Dunkirk First Ward Councilman Don Williams stated at Monday’s budget review meeting that he will not be voting on a budget that has an increased tipping fee.

“I’m not voting on a budget that doesn’t have something different in it, and all we’re doing is raising the tipping fee for everybody to pay across the board,” Williams said. “We have to watch out for our elderly people, our single home people and they pay enough already. The tipping fee is a tax, just like a tax increase is a tax. So if we’re going to raise it on them and we’re going to put a hard burden on that I’m going to end up voting ‘no’ on the budget.”

William’s argument is based on garbage amounts left at residences, which is what the tipping fee covers. He cited that there are several homes in the city where many bags are left each week and that if crews just followed the rules of what they are told to pick up that there wouldn’t need to be an increase in fees.

“We read their water meter, I’m assuming that if the water rate is really low, I’m assuming that they’re not doing too much there so there shouldn’t be much garbage out there either,” Williams said. “If they’re not using a lot of water, they’re probably not generating a lot of garbage. If we just follow the rules that have been set up and printed in two languages on a calendar that’s mailed out to every doorstep, there should be no questions by any of those people why we’re leaving garbage behind. And if we have to go pick it up to keep the city clean, send the bill to the people that own the house.”

“I don’t think that we’re in a situation where we can start going one-by-one,” City Treasurer Mark Woods said. “How with the current staff that we have to monitor all of this how do we do it?”

The two shared various examples from around the city as they debated on how to set up a tiered system, which Williams would like to see as he stated there are elderly and single homeowners who don’t generate a lot and shouldn’t be hit for those that should.

“I think it’d be a good thing to do to offset for people that don’t use too much water or don’t put out too much garbage if we had a tiered minimum rate charge then that would kind of offset the increase in the tipping fee,” Williams said. “I think that we have to be firm on the fact that we are having the employees pick up the trash they’re supposed to pick up and leave the rest behind. If we have to then pick it up and bill whoever owns the house then because we picked up extra stuff.”
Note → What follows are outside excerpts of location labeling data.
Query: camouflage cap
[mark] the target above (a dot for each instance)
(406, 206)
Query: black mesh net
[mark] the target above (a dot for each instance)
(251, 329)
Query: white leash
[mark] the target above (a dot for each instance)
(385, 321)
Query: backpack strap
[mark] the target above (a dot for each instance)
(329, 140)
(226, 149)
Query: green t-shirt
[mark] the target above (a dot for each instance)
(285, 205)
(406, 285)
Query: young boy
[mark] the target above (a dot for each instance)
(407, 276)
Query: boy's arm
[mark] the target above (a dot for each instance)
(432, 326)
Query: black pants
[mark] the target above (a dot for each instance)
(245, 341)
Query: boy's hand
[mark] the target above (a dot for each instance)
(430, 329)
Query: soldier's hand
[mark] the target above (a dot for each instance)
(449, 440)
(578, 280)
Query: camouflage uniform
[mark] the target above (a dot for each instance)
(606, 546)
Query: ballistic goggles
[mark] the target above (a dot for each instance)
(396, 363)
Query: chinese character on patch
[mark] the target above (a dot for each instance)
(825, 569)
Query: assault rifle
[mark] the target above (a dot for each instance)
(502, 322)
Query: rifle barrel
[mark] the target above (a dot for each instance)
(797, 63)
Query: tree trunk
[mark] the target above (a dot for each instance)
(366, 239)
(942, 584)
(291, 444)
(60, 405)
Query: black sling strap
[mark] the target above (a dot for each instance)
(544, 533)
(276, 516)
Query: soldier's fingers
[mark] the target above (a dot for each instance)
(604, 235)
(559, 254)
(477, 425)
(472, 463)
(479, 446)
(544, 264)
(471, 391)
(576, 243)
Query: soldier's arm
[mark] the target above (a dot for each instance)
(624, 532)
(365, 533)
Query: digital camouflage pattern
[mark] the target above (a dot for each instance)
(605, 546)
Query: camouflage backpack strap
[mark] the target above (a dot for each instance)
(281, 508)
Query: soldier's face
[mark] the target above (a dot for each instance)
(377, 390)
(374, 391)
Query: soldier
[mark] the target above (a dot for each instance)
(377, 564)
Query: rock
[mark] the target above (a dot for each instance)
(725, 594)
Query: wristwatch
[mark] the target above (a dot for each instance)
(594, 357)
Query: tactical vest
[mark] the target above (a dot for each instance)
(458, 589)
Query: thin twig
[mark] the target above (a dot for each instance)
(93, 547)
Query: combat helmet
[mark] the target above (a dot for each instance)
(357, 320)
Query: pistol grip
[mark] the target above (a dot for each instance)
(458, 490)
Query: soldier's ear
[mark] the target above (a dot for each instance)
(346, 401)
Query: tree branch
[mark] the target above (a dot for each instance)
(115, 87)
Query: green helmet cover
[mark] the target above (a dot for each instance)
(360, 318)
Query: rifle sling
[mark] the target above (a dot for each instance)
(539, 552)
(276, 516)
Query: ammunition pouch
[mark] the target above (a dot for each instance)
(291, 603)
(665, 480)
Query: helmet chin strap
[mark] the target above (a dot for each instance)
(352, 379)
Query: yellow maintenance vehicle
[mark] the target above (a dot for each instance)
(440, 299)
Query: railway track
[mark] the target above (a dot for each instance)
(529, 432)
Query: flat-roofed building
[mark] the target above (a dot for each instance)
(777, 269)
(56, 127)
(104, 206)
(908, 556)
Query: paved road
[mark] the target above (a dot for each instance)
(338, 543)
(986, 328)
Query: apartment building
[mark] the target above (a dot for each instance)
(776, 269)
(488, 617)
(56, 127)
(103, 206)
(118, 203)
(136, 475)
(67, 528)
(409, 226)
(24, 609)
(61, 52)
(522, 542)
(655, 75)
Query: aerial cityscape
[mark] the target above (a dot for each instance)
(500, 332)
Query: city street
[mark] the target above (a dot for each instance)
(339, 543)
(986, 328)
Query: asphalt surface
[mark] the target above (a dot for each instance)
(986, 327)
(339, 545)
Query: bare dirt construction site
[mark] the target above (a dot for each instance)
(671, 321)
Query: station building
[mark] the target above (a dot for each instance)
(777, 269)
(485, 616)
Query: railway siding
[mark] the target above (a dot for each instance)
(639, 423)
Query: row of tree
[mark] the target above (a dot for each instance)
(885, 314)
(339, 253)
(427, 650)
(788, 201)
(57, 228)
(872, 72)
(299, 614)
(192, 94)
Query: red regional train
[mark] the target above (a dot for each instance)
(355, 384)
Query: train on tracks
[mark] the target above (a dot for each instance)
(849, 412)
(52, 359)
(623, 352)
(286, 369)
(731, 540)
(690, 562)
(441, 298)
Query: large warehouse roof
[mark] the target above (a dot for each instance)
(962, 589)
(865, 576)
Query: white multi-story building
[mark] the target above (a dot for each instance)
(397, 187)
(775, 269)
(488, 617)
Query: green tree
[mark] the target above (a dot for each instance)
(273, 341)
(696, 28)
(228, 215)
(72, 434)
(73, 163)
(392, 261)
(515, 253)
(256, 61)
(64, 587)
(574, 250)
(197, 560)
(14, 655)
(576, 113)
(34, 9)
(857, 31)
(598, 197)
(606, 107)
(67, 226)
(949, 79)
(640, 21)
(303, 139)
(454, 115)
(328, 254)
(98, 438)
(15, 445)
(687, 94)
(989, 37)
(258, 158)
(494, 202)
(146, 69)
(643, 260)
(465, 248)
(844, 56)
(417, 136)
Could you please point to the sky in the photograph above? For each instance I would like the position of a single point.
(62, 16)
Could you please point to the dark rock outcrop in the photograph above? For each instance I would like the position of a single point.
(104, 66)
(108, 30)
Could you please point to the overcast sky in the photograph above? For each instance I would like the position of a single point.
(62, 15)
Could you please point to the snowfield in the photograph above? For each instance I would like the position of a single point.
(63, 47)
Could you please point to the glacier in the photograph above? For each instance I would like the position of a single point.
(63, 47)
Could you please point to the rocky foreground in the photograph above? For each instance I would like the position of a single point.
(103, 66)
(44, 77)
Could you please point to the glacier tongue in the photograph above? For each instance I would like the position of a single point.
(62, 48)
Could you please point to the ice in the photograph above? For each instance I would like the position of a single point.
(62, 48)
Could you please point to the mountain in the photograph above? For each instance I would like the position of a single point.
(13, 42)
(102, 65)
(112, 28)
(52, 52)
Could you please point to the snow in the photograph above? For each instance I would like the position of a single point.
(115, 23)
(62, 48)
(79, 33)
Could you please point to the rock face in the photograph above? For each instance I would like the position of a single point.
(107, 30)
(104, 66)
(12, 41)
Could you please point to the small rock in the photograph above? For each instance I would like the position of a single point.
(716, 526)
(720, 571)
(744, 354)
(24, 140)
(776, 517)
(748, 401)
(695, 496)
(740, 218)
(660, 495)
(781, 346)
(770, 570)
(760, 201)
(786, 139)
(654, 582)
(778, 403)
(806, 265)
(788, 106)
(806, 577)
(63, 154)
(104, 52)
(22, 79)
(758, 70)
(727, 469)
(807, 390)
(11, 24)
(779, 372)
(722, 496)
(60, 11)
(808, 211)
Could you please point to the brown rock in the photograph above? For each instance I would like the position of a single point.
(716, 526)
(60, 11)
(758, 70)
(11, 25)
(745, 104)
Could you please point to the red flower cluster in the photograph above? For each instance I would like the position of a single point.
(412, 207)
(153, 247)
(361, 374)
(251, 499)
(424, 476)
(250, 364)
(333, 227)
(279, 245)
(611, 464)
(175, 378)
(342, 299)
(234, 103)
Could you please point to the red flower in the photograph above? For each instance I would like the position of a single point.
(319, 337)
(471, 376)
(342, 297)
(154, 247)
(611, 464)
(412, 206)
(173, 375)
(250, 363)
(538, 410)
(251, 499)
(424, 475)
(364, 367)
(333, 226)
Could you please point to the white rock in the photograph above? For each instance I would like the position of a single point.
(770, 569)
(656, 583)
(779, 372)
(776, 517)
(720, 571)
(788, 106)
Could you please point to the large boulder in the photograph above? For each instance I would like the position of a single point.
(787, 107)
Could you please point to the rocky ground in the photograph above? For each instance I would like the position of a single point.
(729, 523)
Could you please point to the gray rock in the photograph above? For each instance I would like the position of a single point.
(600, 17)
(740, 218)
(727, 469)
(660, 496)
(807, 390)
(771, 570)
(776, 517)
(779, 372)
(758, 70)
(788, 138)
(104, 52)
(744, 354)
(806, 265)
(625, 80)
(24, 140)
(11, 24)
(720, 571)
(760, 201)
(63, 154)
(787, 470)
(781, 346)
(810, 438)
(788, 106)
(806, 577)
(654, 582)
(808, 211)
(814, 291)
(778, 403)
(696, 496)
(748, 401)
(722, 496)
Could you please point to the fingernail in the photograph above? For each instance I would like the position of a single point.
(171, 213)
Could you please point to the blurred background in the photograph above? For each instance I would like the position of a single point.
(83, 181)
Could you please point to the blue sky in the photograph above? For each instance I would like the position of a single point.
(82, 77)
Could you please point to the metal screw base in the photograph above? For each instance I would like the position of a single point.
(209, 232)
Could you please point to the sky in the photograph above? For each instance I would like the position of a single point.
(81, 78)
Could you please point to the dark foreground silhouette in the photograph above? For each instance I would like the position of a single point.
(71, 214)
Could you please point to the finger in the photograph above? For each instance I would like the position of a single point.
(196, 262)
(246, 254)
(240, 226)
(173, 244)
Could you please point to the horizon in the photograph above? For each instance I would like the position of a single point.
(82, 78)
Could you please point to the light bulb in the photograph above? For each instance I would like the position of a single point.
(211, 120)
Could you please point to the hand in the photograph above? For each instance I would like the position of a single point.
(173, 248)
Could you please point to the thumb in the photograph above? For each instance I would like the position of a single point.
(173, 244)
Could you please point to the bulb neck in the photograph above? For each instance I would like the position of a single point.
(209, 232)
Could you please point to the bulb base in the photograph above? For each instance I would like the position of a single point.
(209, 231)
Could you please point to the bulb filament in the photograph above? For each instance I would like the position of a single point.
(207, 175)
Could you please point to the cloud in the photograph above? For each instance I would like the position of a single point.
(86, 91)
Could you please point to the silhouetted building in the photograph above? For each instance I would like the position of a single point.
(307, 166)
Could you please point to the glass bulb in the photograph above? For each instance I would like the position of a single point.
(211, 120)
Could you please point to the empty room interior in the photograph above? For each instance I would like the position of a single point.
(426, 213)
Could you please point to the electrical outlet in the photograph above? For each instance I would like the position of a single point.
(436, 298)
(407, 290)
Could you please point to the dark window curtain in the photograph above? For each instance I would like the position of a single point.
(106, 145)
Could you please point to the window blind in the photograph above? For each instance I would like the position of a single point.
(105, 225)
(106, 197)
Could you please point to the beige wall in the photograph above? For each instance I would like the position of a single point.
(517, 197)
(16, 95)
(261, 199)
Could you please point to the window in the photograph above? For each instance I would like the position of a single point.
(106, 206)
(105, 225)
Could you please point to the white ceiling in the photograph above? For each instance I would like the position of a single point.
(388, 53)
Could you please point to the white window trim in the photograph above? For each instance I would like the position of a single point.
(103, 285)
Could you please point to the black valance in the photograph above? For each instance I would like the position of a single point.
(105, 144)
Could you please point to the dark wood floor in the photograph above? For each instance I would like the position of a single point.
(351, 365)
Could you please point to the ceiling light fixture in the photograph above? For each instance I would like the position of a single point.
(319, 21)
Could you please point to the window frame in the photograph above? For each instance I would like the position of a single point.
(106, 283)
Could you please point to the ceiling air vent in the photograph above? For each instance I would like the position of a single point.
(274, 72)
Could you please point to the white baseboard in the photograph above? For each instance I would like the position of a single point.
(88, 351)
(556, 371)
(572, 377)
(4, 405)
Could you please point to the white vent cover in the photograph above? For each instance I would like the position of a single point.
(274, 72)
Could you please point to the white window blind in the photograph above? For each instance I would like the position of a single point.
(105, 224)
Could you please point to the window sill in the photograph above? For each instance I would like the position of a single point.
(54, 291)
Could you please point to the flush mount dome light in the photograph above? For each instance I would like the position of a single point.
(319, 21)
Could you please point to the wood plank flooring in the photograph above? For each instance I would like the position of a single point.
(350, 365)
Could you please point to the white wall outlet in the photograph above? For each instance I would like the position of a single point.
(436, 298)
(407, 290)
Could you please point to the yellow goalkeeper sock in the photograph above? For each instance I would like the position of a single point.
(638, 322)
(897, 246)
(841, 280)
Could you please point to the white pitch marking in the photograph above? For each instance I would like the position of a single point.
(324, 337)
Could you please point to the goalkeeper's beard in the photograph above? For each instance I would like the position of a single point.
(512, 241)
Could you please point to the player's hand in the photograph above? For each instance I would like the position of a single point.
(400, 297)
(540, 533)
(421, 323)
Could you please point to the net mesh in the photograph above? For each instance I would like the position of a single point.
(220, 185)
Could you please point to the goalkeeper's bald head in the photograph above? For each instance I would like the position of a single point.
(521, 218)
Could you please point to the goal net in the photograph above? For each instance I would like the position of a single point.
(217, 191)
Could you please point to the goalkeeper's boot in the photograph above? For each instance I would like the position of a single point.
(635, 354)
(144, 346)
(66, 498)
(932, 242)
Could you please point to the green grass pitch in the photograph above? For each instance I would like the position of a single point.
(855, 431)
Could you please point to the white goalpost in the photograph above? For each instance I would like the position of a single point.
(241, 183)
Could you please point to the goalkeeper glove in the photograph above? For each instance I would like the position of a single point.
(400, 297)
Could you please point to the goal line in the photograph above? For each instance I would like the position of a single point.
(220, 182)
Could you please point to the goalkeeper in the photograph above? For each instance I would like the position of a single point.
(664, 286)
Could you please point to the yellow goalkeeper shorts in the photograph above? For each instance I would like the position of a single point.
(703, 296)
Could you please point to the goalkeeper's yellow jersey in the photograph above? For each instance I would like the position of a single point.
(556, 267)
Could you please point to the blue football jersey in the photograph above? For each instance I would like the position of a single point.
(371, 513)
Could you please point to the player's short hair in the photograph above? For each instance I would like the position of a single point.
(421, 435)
“Raising the tipping fee to me, you’re only hurting the ones that follow the rules,” he continued. “If we’re never going to follow the rules that are out there, by raising it you’re only hurting the people that follow it already. If we had a tiered structure on it, then people would pay a lower minimum and the tipping fee, then the basic bill would decrease instead of increase and there’d still be a tipping fee out of it. I don’t think we would need to raise the tipping fee if we’d just have our employees follow the rules.”